Quick, Let’s Get Out Of Here – Michael Rosen (1983) – Kid-Lit Review

imagesYC433BKV                    quickThis for me is the greatest collection of children’s poems. My well-thumbed copy was always an essential part of my teaching equipment when I was teaching in Primary schools and it saved me many times during my career. How much I loved the enthusiasm that the children always had for these poems, especially the sequence of Eddie poems, which is what makes this collection stand out from the rest of Rosen’s work. In recent years these poems have added poignancy as Rosen’s son Eddie died from meningitis as a young man. This group of poems dotted throughout the book provides a memorial more vivid than baby photographs. “Eddie in Bed,” “Eddie & The Wallpaper”, “Eddie & The Nappy”, and “Eddie & The Birthday,” in particular are brilliant snapshots of life with a toddler.

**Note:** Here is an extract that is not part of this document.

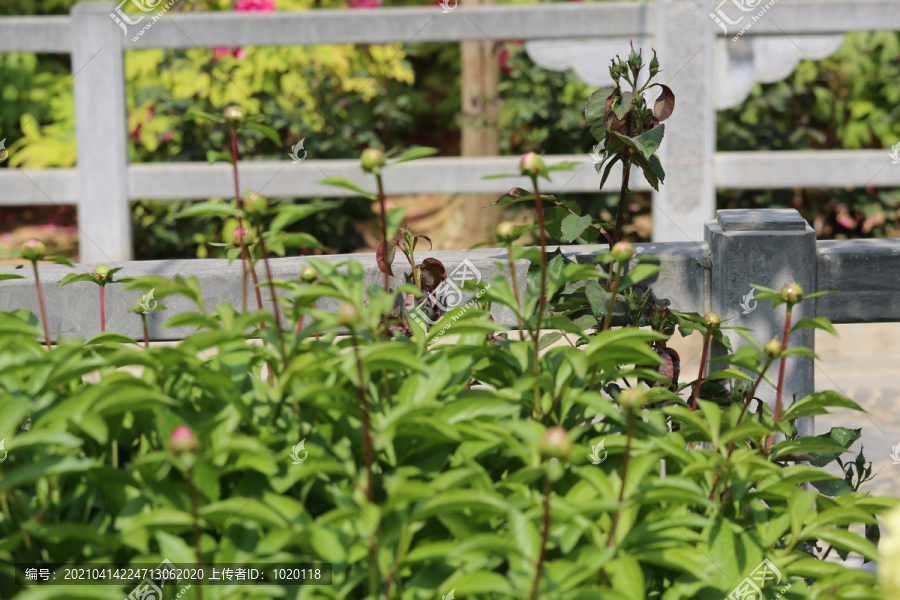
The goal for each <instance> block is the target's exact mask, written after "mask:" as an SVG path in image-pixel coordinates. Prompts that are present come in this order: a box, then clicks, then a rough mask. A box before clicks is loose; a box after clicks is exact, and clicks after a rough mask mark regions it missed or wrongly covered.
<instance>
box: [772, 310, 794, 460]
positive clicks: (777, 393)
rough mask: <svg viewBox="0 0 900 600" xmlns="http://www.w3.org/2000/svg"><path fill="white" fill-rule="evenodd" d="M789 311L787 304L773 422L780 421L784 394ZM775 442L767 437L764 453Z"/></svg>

Poems that recall episodes in the poet’s past are full of the vitality of children’s language, something Rosen does so well, together with the tinge of guilt of recalling past ‘naughty moments’, which speaks directly to children hearing or reading these. “Washing Up”, “Chocolate Cake”, “The Watch”, “Go Kart” and “Gymnastics” take all adults back to their own childhoods and are superb examples of accessible poetry. I’d also like to single out a quieter poem, that when teaching I tended to overlook. “Platforms” is a sweet, mellow tale about waiting for a loved one and its inherent sense of anticipation, boredom and relief. In just a few lines Michael Rosen is able to encapsulate so much. You get a real blast of personal nostalgia just reading this. When teaching I was lucky enough to book Michael Rosen to come and talk to the pupils on a couple of occasions (at different schools) and children love this man. This book explains why.